A pesar de esa marea de ojos y de haber participado en la exposición Los surrealistas en México (1986), en el Museo Nacional de Arte, y representando a México, junto a Leonora Carrington y Alberto Gironella, en la exposición internacional Der Geist des Surrealismus (1979), en Colonia, Alemania, no se puede considerar a Castañeda un surrealista en el sentido ortodoxo. Los elementos de sus cuadros, que parecen ciertamente surgidos de un sueño, no se yuxtaponen al azar, ya que poseen una gran coherencia interna. La extrañeza y melancolía que producen no es de naturaleza onírica, porque lo que se representa no son auténticos sueños, sino los sueños de un hombre en estado de duermevela que se interroga y nos interroga desde el vacío, a veces con tres pares de ojos, a veces desdoblándose en varios personajes… El miedo, la angustia y la soledad impregnan algunas de esas imágenes, convirtiéndolas en amenazadoras pesadillas.

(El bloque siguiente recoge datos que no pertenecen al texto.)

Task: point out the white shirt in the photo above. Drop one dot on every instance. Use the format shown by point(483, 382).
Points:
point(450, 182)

Fiel a sí mismo y a su insobornable trayectoria, Alfredo Castañeda presenta hoy la muestra De lo real, una exposición de obra inédita bajo un tema común: el oro (lo único auténtico, que no se puede reproducir, hay que usar panes de oro…) y la realeza, lo real. Juega con esos términos y nos remite a la respuesta de Cristo ante Pilatos: «Soy Rey y para eso he venido al mundo, para dar testimonio de la verdad». La respuesta de Pilatos («¿Y qué es la verdad?») queda flotando sobre los cuadros, mientras el artista prosigue su incansable búsqueda de la verdad y la belleza y nos ofrece una de las obras más originales y auténticas del panorama artístico actual.